- Purpose: test for the presence of glucose in urine

= Agostini's reaction =

Agostini's reaction is a simple medical test for the presence of glucose in urine.

The method consists of adding the urine to a prepared solution of auric chloride and potassium oxide. If there is glucose present, the solution becomes red.

== Chemical mechanism ==
The diagnostic color change relies on the chemical reduction of gold ions by reducing sugars under alkaline conditions. When urine containing glucose is introduced to the alkaline solution, the glucose acts as a reducing agent. It undergoes oxidation to form gluconic acid. Concurrently, the gold(III) complex ions, specifically from the auric chloride precursor, are reduced to a metallic gold form. This process triggers the nucleation and subsequent growth of colloidal gold nanoparticles, which scatter light and impart the characteristic deep red or violet coloration to the solution.

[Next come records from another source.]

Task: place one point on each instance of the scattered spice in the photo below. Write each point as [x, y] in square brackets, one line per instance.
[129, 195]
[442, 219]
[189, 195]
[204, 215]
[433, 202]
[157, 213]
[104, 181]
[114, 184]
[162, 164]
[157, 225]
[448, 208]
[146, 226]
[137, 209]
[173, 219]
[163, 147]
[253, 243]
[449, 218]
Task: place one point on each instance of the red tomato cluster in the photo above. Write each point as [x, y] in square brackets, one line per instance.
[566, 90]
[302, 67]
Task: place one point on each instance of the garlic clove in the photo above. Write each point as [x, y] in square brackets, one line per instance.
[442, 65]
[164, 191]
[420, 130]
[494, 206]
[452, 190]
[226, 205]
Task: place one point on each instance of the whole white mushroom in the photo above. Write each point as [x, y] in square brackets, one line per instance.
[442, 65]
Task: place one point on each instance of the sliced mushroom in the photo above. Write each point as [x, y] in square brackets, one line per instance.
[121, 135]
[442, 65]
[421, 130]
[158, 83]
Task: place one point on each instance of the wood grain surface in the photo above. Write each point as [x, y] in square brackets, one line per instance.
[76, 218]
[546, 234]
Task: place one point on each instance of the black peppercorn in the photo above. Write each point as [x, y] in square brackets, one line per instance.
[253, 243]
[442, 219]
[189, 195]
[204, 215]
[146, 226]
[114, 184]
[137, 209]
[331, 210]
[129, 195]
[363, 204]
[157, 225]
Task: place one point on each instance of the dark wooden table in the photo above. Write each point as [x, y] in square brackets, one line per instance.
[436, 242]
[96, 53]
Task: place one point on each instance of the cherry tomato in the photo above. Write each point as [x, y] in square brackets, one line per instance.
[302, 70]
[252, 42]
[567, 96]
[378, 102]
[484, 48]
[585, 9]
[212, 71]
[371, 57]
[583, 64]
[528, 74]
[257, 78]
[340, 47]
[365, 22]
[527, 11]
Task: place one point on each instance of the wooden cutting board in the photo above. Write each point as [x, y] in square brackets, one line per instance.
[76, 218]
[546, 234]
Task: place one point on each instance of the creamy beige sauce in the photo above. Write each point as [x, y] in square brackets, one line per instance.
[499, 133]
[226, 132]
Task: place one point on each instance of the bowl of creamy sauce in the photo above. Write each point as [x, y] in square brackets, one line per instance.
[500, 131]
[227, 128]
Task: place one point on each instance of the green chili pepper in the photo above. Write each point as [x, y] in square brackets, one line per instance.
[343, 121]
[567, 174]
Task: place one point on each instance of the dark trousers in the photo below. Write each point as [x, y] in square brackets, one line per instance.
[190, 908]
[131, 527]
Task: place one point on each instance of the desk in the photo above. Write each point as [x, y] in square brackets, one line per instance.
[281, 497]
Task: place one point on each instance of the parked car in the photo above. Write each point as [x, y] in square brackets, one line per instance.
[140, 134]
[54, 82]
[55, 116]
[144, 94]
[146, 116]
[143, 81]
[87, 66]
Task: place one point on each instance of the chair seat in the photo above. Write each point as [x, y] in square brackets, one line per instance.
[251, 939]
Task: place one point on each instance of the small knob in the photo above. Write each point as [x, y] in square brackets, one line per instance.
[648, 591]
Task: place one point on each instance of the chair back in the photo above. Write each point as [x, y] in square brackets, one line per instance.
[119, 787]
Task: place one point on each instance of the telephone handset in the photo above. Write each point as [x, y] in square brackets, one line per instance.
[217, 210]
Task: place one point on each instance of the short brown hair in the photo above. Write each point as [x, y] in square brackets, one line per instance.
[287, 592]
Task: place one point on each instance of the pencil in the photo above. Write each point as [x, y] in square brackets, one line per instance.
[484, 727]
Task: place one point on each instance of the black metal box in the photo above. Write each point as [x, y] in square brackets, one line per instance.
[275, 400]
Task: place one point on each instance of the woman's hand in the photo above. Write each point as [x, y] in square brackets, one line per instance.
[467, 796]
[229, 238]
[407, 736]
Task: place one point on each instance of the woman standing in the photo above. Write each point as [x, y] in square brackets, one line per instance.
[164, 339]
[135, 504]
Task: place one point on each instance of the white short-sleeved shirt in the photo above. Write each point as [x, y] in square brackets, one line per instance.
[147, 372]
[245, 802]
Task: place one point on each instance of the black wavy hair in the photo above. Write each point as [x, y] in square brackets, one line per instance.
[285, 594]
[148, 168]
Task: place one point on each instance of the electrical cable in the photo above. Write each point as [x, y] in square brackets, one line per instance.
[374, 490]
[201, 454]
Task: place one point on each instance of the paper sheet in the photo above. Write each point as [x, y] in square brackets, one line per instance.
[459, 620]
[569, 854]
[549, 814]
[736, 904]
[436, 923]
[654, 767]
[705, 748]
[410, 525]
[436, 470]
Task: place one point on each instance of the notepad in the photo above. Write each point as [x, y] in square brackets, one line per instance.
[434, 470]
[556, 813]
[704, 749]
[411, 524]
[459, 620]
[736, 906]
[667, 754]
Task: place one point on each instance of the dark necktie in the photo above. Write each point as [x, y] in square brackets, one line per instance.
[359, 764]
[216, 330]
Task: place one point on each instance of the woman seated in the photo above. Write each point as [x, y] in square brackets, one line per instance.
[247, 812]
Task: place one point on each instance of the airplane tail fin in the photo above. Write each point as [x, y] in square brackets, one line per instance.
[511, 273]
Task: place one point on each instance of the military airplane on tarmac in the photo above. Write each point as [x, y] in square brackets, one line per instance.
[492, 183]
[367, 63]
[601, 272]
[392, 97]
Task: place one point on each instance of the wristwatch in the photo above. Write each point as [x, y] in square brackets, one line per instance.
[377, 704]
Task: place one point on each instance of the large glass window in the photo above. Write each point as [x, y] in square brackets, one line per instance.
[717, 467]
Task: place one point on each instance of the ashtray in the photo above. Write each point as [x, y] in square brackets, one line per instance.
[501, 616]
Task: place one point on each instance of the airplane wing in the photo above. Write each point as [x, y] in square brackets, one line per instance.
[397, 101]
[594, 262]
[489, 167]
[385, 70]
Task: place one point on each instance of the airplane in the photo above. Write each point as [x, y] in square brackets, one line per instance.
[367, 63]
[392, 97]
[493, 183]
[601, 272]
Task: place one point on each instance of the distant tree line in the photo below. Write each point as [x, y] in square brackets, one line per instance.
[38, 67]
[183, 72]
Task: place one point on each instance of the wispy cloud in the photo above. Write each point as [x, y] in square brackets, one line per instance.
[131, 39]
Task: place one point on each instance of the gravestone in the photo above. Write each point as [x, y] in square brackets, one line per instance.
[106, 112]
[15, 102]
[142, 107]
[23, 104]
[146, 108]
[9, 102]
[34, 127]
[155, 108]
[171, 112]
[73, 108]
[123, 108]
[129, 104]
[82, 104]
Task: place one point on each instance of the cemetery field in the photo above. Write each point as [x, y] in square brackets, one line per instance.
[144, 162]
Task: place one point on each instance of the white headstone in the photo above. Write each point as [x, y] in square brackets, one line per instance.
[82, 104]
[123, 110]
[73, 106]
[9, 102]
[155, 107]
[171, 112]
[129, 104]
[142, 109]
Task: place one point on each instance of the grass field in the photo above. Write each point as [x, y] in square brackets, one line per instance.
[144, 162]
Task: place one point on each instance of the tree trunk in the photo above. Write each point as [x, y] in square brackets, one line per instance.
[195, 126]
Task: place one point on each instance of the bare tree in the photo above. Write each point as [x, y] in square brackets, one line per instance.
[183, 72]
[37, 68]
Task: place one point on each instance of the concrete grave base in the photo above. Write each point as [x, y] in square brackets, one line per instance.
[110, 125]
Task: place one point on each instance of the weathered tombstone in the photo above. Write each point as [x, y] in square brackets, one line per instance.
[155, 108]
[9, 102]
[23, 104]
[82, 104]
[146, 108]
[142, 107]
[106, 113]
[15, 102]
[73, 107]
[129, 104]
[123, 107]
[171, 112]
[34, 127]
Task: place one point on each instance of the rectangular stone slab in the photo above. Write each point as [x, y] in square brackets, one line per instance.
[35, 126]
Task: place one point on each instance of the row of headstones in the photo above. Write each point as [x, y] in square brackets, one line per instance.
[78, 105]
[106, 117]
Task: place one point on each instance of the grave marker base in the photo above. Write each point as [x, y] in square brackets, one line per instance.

== Clinical significance and limitations ==
Historically, Agostini's reaction served as a qualitative screening tool for glycosuria (the presence of reducing sugars in urine), which is a common clinical indicator of untreated or poorly managed diabetes mellitus. In a healthy individual, the renal tubules fully reabsorb glucose back into the bloodstream, leaving the urine virtually sugar-free. However, when blood sugar levels surpass the kidneys' threshold, excess glucose spills into the urine.

While simple, the Agostini reaction has been entirely superseded in modern medicine by more advanced urinalysis methods. Contemporary diagnostic protocols favor specialized dipstick strips that employ a highly specific, coupled enzymatic method featuring glucose oxidase and peroxidase. Unlike historical gold reuction assays, modern enzymatic strips avoid false-positive interactions caused by other urine-borne reducing agents or common drug interferences.